Former President & CEO
2014-2021

This week the Supreme Court ruled that public employees do not have to pay fees to cover the costs of the unions that collectively bargain on their behalf. In the 5-4 decision handed down by the court, the majority wrote that, “The State’s extraction of agency fees from nonconsenting public sector employees violates the First Amendment…Forcing free and independent individuals to endorse ideas they find objectionable raises serious First Amendment concerns.”

Of course, it was already illegal for unions to take money out of employees’ paychecks for political activities. Now it will also be illegal for unions to take agency fees for collective bargaining out of employees’ pay.

Implicit in this decision is the assumption that collective bargaining is a political activity, but this is not, and has never been, the case. After all, is asking to be compensated fairly a political act? Is requesting decent benefits a political thing to do? Is demanding a safe place to work playing politics? Across the board, the answer to these questions is NO. These are basic workers’ rights, the absence of which is inhumane.

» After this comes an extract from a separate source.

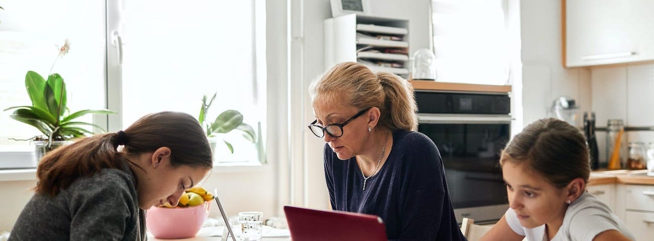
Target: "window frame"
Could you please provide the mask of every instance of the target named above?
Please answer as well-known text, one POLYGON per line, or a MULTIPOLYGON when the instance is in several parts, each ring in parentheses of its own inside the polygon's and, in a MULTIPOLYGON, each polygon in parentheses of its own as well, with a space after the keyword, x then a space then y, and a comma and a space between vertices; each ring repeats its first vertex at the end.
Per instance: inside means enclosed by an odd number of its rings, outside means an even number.
MULTIPOLYGON (((257 105, 266 112, 263 120, 260 120, 261 131, 257 130, 257 123, 251 123, 252 127, 257 131, 257 135, 261 135, 259 140, 263 143, 261 144, 261 151, 262 153, 258 155, 258 159, 250 160, 244 162, 220 162, 217 159, 214 162, 215 167, 230 167, 231 169, 237 171, 249 170, 252 167, 261 166, 266 164, 267 152, 266 139, 268 138, 267 134, 267 126, 268 119, 272 115, 273 119, 276 119, 277 115, 283 114, 275 114, 267 109, 270 106, 271 97, 273 95, 269 95, 267 86, 271 86, 267 83, 267 69, 266 46, 267 33, 266 31, 266 1, 264 0, 250 0, 252 1, 253 14, 252 22, 252 47, 254 51, 252 52, 254 69, 256 70, 253 73, 253 86, 252 95, 255 102, 258 102, 257 105), (263 101, 263 102, 262 102, 263 101)), ((121 56, 122 50, 120 49, 122 39, 120 37, 120 24, 122 20, 121 10, 122 9, 122 1, 120 0, 106 0, 105 21, 105 61, 104 66, 104 93, 105 97, 105 108, 116 112, 116 114, 94 114, 93 123, 98 126, 105 128, 107 132, 116 132, 122 129, 122 67, 121 56)), ((283 81, 283 80, 282 80, 283 81)), ((94 131, 99 131, 95 129, 94 131)), ((273 133, 274 135, 274 133, 273 133)), ((254 146, 254 144, 253 144, 254 146)), ((257 148, 255 147, 255 150, 257 148)), ((3 165, 0 165, 0 174, 7 172, 12 172, 12 170, 31 169, 35 169, 37 163, 33 157, 33 152, 1 152, 0 151, 0 160, 9 160, 3 165), (9 164, 7 164, 9 163, 9 164)))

Collective bargaining for basic workplace protections has always been the central purpose of unions. And the practice of withdrawing a fraction of employees’ pay so that public-sector unions could protect the compensation, benefits and working conditions of all public employees—both union members and non-members—was a four-decades-long established practice that, time and time again, was found to be constitutional.

Those who say docking union fees from their paycheck amounted to a violation of their free speech are forgetting that, if it were not for collective bargaining, they would have virtually no free speech at work in the first place. When the Labor Movement began in the 19th century, workers had no voice and no choice but to toil in extremely hazardous conditions. Their pay was meager, their hours were endless and their benefits were nonexistent.

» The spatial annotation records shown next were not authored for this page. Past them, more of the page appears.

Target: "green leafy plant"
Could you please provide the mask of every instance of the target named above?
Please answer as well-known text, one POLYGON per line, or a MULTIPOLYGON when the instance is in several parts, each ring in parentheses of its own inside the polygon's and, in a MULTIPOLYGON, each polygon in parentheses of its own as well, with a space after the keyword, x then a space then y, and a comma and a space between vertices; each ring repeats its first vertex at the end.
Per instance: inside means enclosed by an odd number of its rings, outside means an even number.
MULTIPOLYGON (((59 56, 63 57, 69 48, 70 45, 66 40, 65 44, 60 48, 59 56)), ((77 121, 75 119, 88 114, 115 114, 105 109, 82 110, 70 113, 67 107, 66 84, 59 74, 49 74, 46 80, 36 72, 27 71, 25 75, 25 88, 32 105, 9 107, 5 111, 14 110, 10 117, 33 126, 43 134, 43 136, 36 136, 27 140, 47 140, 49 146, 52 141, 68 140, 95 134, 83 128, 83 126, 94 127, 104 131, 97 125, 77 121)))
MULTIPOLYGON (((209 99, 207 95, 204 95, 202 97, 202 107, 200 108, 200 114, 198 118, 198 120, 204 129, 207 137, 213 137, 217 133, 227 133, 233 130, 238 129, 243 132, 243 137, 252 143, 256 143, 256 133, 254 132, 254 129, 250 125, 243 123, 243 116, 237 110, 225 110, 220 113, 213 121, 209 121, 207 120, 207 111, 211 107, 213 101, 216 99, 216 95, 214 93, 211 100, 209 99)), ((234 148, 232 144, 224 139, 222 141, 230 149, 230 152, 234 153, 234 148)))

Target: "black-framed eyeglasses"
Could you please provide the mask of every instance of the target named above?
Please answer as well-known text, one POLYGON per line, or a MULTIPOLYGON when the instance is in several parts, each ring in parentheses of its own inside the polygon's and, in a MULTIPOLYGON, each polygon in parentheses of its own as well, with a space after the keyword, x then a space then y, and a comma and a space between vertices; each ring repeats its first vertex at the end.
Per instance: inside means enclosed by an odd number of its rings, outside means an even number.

Workers were fed up with being exploited, and the Labor Movement is what gave them a voice. Now the First Amendment is being weaponized to defeat the very thing for which labor unions were created: the right to be heard.

But workers and unions have never been more fired up. The opponents of organized labor may think they are dealing a deathblow to public-sector unions, but workers know when they’re being taken advantage of and they know what to do when that happens. Earlier this year, public school teachers walked off the job in Arizona, Colorado, Oklahoma, Kentucky and West Virginia. While a very important funding source may have been stymied, workers will always join together to be heard and labor leaders will always be there to help organize them. In the face of adversity, workers have always prevailed, and nothing can stop workers when they stand together in solidarity.